Das Projekt ,,Spielzeugfreie Zeit“ richtet sich also nicht gegen Spielzeug, sondern ist eine Methode für einen bestimmten Zeitraum, um das Spielen neu zu erlernen und eine neue Perspektive einzunehmen. Es schafft eine Situation, in der Kinder Erfahrungen mit ihren Möglichkeiten und Grenzen machen können, in der sie sich im geschützten Rahmen des Kindergartens ausprobieren können.

 

Der erste Schritt der „Spielzeugfreien Zeit“ ist die Vorbereitung

Eltern und Kollegen werden über das Projekt informiert, Materiallisten werden erstellt und die Kinder werden auf die „Spielzeugfreie Zeit“ vorbereitet, indem z.B. die „alten“ Spielsachen „in den Urlaub geschickt“ werden.
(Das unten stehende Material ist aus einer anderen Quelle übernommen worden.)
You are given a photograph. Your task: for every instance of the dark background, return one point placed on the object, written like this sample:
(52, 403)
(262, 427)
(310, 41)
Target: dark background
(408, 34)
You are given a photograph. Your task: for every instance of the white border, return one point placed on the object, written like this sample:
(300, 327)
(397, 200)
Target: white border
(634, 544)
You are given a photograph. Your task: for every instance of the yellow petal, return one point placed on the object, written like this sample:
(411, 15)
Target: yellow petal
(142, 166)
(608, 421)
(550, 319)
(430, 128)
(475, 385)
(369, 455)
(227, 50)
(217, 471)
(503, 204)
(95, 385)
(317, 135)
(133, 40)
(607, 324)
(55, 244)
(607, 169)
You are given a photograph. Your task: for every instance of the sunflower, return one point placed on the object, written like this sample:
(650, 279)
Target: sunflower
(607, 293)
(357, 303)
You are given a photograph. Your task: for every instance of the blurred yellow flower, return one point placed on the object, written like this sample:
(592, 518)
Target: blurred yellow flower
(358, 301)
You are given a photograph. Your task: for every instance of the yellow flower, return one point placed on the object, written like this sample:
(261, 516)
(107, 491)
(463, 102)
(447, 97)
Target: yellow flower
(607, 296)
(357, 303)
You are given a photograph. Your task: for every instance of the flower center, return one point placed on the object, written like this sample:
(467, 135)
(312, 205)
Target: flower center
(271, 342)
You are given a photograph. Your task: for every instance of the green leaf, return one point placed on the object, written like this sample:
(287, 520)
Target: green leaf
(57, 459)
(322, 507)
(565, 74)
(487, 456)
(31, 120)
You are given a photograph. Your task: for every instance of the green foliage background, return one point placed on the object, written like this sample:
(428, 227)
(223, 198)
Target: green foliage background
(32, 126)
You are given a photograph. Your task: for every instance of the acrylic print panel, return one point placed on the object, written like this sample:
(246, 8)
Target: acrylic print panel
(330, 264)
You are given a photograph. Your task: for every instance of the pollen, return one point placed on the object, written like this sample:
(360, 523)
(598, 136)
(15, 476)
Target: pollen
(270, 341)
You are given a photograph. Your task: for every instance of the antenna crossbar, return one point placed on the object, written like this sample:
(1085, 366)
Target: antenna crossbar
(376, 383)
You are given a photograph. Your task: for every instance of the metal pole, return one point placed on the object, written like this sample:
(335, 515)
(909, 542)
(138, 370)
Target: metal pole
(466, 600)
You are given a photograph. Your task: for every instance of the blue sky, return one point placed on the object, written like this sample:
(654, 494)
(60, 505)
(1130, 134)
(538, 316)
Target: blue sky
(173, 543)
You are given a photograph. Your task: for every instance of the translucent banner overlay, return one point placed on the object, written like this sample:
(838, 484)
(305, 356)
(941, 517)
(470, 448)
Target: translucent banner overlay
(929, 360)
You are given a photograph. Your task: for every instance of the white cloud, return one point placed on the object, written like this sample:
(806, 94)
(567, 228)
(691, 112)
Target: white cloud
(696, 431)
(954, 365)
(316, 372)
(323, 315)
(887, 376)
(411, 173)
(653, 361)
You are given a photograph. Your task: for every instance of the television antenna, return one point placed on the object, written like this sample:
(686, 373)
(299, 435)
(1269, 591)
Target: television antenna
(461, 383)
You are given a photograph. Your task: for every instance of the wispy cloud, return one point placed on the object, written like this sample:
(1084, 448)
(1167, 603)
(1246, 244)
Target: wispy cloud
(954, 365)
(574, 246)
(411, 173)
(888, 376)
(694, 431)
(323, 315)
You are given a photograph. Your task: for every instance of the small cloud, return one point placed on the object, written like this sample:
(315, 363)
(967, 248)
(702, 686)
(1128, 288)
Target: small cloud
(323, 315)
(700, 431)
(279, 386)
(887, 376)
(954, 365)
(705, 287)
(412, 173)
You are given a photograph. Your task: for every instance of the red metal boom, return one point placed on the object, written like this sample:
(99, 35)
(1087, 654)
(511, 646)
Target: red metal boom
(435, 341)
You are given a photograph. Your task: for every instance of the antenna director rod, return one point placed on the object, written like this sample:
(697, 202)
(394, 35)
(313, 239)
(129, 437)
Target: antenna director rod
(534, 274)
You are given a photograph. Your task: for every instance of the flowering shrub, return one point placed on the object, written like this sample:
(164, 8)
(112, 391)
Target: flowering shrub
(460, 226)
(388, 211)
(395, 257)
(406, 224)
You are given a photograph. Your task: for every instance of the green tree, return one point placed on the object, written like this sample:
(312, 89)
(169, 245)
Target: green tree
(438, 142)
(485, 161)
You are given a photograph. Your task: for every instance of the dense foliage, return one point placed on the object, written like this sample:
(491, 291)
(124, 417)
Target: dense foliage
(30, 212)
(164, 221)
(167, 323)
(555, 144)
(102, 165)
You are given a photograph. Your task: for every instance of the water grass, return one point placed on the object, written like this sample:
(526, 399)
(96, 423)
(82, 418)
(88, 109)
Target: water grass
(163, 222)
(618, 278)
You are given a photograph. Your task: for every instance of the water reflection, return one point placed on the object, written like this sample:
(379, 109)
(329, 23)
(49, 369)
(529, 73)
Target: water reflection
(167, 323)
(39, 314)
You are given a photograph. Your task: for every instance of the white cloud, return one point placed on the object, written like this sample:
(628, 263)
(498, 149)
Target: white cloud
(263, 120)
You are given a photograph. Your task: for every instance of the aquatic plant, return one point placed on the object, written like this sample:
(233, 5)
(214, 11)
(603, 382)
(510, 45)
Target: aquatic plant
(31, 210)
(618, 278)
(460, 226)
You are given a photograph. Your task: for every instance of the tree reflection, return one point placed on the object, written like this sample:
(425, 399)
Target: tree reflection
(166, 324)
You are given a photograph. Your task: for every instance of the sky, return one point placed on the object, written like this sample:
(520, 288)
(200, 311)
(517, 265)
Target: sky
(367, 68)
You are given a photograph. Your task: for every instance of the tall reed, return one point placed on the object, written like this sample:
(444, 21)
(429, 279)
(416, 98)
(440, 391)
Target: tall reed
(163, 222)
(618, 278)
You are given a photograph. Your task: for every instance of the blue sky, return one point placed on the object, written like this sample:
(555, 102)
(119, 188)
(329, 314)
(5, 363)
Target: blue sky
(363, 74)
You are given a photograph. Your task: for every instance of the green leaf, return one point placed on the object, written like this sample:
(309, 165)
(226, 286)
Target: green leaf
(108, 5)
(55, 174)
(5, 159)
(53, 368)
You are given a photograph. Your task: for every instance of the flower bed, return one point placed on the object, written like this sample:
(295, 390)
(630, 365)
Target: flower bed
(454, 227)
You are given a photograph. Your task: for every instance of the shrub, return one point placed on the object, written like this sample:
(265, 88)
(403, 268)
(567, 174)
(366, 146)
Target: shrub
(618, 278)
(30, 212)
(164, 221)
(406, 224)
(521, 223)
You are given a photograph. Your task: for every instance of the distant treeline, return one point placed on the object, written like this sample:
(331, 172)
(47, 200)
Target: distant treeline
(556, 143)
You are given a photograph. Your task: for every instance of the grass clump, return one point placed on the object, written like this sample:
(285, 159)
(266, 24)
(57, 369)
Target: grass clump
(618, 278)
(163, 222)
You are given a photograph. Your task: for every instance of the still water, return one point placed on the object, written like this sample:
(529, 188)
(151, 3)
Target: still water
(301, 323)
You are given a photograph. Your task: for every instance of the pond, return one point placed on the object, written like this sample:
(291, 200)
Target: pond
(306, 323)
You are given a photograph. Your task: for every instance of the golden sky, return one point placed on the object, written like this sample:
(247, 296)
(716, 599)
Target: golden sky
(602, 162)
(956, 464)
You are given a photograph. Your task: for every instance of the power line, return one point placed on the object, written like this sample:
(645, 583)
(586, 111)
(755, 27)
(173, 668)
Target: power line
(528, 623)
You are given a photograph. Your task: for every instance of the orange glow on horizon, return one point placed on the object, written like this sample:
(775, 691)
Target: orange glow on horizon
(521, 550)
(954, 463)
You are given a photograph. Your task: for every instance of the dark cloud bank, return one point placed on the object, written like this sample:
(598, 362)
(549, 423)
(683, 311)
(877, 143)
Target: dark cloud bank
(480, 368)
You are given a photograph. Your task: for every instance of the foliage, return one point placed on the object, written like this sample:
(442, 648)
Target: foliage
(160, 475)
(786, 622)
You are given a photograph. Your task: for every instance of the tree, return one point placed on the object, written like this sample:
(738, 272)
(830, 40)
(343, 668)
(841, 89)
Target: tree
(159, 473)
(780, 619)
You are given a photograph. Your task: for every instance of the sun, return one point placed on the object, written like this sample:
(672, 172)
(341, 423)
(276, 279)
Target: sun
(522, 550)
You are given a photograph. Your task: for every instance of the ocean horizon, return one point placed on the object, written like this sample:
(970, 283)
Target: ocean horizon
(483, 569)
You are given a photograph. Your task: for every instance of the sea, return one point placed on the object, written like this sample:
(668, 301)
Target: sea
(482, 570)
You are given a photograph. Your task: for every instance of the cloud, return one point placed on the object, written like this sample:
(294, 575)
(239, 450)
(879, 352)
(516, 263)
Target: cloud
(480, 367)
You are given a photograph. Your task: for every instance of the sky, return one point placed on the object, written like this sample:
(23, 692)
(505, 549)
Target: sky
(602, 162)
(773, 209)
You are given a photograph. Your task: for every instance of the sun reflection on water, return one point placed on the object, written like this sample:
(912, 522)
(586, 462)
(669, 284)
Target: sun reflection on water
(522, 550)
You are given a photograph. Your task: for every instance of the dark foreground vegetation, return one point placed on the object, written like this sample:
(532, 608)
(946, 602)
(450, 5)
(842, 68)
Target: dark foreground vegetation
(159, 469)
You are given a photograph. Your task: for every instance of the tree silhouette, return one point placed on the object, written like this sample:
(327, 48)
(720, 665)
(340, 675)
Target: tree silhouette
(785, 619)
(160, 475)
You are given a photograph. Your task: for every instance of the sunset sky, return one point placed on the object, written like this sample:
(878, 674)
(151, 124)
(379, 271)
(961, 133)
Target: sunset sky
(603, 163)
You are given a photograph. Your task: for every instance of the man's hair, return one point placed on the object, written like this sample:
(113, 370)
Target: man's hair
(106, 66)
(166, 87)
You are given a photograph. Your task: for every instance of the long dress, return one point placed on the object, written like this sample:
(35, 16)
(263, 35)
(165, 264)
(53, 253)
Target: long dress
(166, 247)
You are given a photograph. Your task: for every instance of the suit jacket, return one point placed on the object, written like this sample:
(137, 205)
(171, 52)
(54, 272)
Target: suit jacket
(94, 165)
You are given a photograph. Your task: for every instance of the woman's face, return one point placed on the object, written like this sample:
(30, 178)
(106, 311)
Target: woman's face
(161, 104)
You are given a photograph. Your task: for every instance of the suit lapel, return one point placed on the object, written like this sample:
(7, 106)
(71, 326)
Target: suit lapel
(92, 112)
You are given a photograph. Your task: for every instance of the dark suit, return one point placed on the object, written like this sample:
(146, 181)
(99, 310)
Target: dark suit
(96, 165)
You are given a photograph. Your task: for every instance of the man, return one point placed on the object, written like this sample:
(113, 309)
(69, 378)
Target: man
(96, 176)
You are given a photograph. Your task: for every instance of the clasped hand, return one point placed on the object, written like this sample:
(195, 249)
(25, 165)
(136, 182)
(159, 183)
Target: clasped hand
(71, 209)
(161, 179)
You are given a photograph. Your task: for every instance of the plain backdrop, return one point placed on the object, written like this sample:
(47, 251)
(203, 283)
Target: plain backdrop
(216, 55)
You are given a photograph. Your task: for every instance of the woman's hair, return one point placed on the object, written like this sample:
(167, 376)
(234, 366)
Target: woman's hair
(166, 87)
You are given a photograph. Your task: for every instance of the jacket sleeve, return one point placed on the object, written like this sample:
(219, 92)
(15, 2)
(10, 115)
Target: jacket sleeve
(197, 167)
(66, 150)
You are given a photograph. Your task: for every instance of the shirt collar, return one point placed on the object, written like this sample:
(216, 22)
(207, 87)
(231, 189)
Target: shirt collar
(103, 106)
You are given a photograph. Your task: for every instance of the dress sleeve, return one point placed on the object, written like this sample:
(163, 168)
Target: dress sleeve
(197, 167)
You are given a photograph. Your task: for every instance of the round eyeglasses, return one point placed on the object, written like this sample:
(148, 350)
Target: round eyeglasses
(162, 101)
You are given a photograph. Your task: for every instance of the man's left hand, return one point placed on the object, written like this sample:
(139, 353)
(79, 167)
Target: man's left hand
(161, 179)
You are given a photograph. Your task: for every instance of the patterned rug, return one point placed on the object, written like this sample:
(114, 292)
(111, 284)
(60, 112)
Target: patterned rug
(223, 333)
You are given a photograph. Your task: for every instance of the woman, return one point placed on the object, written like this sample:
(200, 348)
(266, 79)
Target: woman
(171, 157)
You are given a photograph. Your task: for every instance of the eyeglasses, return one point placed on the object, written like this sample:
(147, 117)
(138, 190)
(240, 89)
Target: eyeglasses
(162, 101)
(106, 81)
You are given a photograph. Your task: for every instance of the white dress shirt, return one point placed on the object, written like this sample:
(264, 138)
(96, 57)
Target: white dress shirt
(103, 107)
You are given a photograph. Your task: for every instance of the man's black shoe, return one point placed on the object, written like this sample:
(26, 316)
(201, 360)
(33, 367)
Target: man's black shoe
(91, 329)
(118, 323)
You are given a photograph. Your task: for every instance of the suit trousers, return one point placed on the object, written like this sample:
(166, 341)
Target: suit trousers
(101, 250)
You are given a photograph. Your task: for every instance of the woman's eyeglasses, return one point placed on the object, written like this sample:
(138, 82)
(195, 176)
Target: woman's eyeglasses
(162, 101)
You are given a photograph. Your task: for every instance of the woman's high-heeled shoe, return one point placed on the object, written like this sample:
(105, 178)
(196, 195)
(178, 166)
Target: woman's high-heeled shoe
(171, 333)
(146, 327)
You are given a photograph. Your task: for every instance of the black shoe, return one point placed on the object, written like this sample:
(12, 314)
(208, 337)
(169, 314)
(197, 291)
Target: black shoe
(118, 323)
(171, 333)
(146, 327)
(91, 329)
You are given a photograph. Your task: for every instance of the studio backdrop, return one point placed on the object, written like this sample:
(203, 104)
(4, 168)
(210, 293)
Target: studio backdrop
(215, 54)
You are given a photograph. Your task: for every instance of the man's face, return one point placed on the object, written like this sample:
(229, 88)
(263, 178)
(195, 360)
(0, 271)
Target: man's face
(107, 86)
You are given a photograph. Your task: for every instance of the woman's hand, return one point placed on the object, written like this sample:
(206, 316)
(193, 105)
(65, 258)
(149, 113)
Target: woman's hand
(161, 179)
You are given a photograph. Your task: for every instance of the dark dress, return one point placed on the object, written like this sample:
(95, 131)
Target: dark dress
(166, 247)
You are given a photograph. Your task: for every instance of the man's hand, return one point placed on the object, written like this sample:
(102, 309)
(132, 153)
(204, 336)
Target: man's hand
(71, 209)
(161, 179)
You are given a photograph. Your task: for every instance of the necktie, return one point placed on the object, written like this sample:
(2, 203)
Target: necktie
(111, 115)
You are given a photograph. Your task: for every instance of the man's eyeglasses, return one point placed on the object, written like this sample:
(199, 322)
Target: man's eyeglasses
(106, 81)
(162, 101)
Die Räumlichkeiten müssen entsprechend vom Spielzeug befreit und nicht sichtbar an einem anderen Ort gelagert werden. Dann werden am nächsten Tag die neuen Materialien (Kartons, Verpackungen, Alltagsgegenstände etc.) in die Gruppenräume gebracht und den Kindern zur Verfügung gestellt.

Die Erzieher*Innen treten nicht als „Animateur*Innen“, Angebotemacher*Innen, sondern lediglich als präsente Begleiter*Innen auf. Es werden keine Spiel-, Lern- und Bastelideen und Problemlösungen angeboten, sondern maximal Impulse in Form von Fragen in den Raum gegeben. Dies ist aufgrund des altersbedingten Entwicklungsstand der U3-Kinder nur bedingt möglich. Die pädagogischen Fachkräfte nehmen eine bewusst-abwartende Haltung ein, die nicht mit einer gleichgültigen Haltung verwechselt werden darf, und setzen Impulse und bieten Unterstützung bei der Verwirklichung der individuellen Bedürfnisse.

So kann es sein, dass in Beobachtungen wahrgenommene Versteckspiele zu einem Höhlen- oder Hausbau führen. Die Kinder werden zu Baumeistern und der Erwachsene hilft bei der Umsetzung und liefert Ideen und geht helfend zur Hand.

Oder das Interesse der Kinder an Autos und Kartons führt zum Bau eines Autos, das zum aktiven Spielgerät wird. Das Kind wird zum selbstwirksamen Akteur und Teil seiner eigenen Spielwelt.

Resümee

Die „Spielzeugfreie Zeit“ ist eine intensive Erfahrung sowohl für die Kinder als auch für die Erwachsenen.

Es wird schnell offensichtlich, dass die Kinder kein gekauftes, industriell gefertigtes Spielzeug brauchen. Es passiert auch leicht, dass Materialien wie Kartons und Alltagsgegenstände bei den Spielaktivitäten kaputt gehen. Die unmittelbare Erfahrung solcher Prozesse begreifen auch jüngere Kinder schnell und bei dem nächsten Karton kann man beobachten, dass sie beginnen, anders damit umzugehen. Dabei lernen die Kinder besonders voneinander, was wiederum Lerneffekte für Kommunikation und Sozialverhalten mit sich bringt. Dabei brauchen sie aufmerksame und begeisternde Erwachsene, die mit ihnen gemeinsam auf eine Entdeckungsreise gehen und sich mit Hilfe der einfachen Alltagsmaterialien auf eine fantasievolle Reise während der „Spielzeugfreien Zeit“ begeben.

Wir konnten beobachten, dass alle Kinder bislang ein gesteigertes Sozialverhalten, einen deutlich empathischeren Umgang miteinander und eine gesteigerte Kommunikation gezeigt haben. Der „schonendere“ Umgang mit den Materialien und die Konfliktlösungsstrategien der Kinder haben sich deutlich sichtbar verbessert.

Die Bedürfnisse und Entwicklungsaufgaben konnten von uns viel besser erkannt werden und gezielter gefördert werden.

Die Kinder wirken interessierter, aktiver und glücklicher.

Eltern, die bereits in der Anfangsphase des Projekts auf einem Elternabend die mittels Fotos dokumentierten Spielaktivitäten zu sehen bekamen, reagierten mit Erstaunen und dann mit Begeisterung und ihre anfänglichen Zweifel und Bedenken waren verflogen, als sie sahen, wie ideenreich und interessiert ihre Kinder ihre vielfältigen Spielaktivitäten entfalteten.

Wir können allen Kollegen*innen nur den Schritt empfehlen, sich auch einmal auf ein Abenteuer einer „Spielzeugfreien Zeit“ einzulassen.